Model Annotation in VOTables (MIVOT)

MIVOT at a Glance

Model Instances in VOTables (MIVOT) defines a syntax to map VOTable data to any model serizalized in VODML. The annotation operates as a bridge between the data and the model. It associates the column/param metadata from the VOTable to the data model elements (class, attributes, types, etc.) of a standardized IVOA data model, expressed in the Virtual Observatory Data Modeling Language (here after VO-DML).

It also brings up VOTable data or metadata that were possibly missing in the table metadata. The data model elements are grouped in an independent annotation block complying with the MIVOT XML syntax. This annotation block is added as an extra resource element at the top of the result resource of the query response. The data annotation be operated in the context of any VO protocol.

The MIVOT syntax allows to describe a data structure as a hierarchy of classes. It is also able to represent relations and composition between them. It can also build up data model objects by aggregating instances from different tables of the VOTable. Missing metadata can also be provided using MIVOT, for instance by completing coordinate system description, or by providing curation tracing.
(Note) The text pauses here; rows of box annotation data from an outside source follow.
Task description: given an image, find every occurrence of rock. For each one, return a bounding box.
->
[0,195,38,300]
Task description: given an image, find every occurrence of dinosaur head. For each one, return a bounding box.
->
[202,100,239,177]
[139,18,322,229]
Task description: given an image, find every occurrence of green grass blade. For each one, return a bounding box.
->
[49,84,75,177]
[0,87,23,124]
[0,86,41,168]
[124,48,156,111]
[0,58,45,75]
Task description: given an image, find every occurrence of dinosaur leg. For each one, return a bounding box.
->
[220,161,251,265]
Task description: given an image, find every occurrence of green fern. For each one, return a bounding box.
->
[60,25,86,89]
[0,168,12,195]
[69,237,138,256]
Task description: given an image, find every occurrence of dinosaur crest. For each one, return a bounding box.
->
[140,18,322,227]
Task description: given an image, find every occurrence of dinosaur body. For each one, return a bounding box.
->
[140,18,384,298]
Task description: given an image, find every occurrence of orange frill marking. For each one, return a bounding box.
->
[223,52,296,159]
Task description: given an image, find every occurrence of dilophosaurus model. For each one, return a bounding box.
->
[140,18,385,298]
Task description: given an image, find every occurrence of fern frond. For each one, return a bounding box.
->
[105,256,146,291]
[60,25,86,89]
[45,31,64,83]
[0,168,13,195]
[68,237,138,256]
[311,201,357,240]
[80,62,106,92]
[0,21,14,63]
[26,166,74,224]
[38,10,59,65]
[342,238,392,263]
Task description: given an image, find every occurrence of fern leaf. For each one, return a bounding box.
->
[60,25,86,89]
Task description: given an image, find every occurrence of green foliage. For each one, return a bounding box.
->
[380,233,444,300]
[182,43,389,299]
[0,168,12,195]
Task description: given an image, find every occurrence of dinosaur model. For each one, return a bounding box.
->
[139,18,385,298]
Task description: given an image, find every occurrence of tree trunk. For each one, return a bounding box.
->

The annotation block is the VODML transcription of data model classes, with their attributes, types, and relations. It maps the VOTable data on the relevant model classes. It is made of re-usable bricks that facilitate the developement of tools on both client and server sides. The adopted design does not alter the original VOTable content.

History

The first proposal for a solution for mapping data on models was based on GROUPS and UTypes. This approach suffered some flaws and the IVOA decided to promote a mapping syntax closer to VO-DML, a new standard for model serializations in XML that became a REC in 2016. The baseline of this approach consists in inserting into the VOTable to be annotated, an XML block that is faithful to the model structure and that acts as a bridge between the model leaves and the actual data.

  • A first proposal has been published as a VO working draft in 2018.
    • Users were able to test it on their data during a hands-on session in May 2018. The conclusions were that the approach was promising but we were missing at that time models applicable to real data.
    • This syntax proposal has also been tested on some model examples (STC2, Cube, TimeSeries and Tesselation...). The major objections were 2 folds 1) the verbosity should be reduced 2) the mapping of some ORM features had to be simplified.
  • After this, the working group ran a wide survey to gather requirements for annotating source data. A simplified mapping syntax (namely vodml-lite) that was driven by the need of improving both readability and compactness of the annotations, has been tested in this context as well as along with the work of the time domain interest group.
  • Finally, at the end of 2020, the DM-WG has been mandated by the TCG to run a virtual workshop to clearly define the model usage policy in the VO and to issue a common syntax for the annotations.
The present proposal, one of the major outcomes of that workshop, results from a lot of work put by many people. It is the product of an evolution which combines the best features of both proposals to create a highly effective solution.

Standard and Tools

The draft is managed following the GitHub workflow. The proposal is hosted at https://github.com/ivoa-std/ModelInstanceInVot

  • The PDF, updated after each merge on the main branch, can be seen as a release asset .
  • This draft comes with another repository (modelinstanceinvot-code ) that gathers codes that are being developped to exercise the mapping syntax on real data.
    • This project contains a few Jupyter notebooks that can be launched online
    • This code is meant to be integrated in PyVO

Repository

The GitHub project repository contains the following section:

  • Document sources: one TEX file per section.
  • XML schema: XSD1.1 schema file that is currently used for the validation. Using XSD1.1 has been made necessary to state the syntactic rules to be applied to elements depending on the context in which they are used.
  • Test suite: Huge Python test bench validating all indvidual MIVOT features. The tests check both valid features and forbidden patterns along with the reasons for which they are rejected. We encourage people interested in practicing the mapping to get snippet examples telling what to do and what not to do.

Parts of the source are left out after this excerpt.